Normally Web graphics are 72 dots per inch (dpi) and printed graphics are 300 dpi. Why the difference? The reason is because web graphics need to be small in size so that it can be downloaded and viewed quickly. On your computer screen, 72 dpi is enough resolution, however when you print the images/graphics on paper or any other substrate, it will require approximately 300 dpi (more than 3 times the acceptable screen resolution). This all has to do with the way the images are produced on your screen and on paper. As a result, what may look good on the computer screen, may not look good when printed.
When a customer sends a file, ensure you check the resolution before printing it. This will prevent you from wasting paper on poor resolution graphics and images. In Photoshop, you can click image -> image size. This will tell you the size of the graphic and its resolution. In Corel Draw, you can check the resolution by selecting your image and then checking the bottom bar for the resolution, and the top left corner for the size of the image.
You can change the resolution of an image by shrinking it. If you shrink the image by 10%, the resolution will increase by 10% and vice versa (ensure that resample image is off in Photoshop). However, if you want to increase a 72dpi image to a 300dpi image, you would have to shrink it by more than 300%! Example: 6” x 6” image at 72dpi = 1.44” x 1.44” image at 300dpi
Tips/Hints on Resolution
You are more likely to get away with low resolution images if you are printing onto a t-shirt. It is harder to get away with low resolution images when printing onto a hard substrate as the smoothness of the surface will show the pixilation more. In addition, photographs can hide low resolution much better than graphics, text, or solid color images.

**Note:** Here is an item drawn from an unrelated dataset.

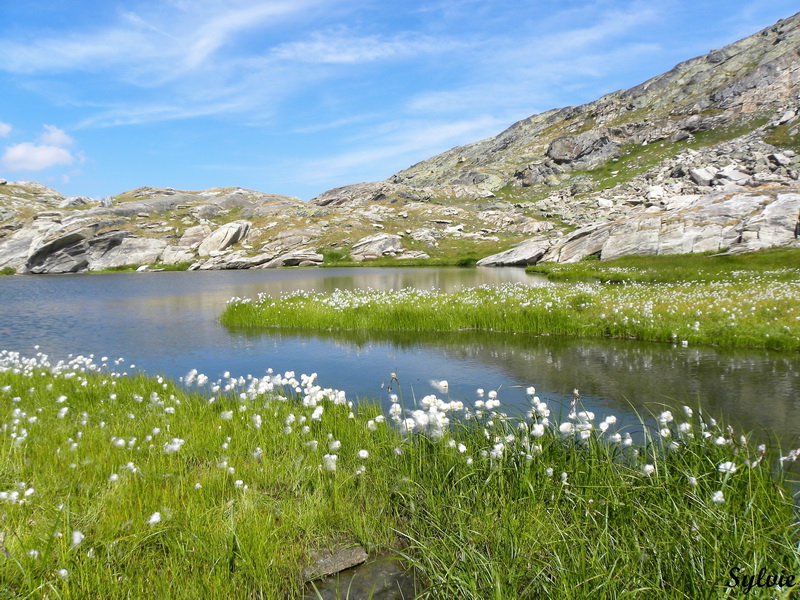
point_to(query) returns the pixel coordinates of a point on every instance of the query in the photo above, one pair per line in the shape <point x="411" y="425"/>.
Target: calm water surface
<point x="167" y="323"/>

If a customer sends you a vector file, you won’t have to worry about resolution because most vector graphics are resolution independent and they do not display dpi in your graphics program. This is because vector graphics are not images but a series of formulas and numbers that can be scaled with very little problems. Editable text in a graphic design program are normally vector graphics.
Some images may seem like 300dpi because it says it in your program, but someone may have forced a 72dpi image to a 300dpi, saved it and sent it to you. If this is the case, it may still not print correctly.
As the old saying goes “garbage in, garbage out” sometimes if your customer sends you an image with low resolution, you simply have to set his/her expectations or flat out reject the image!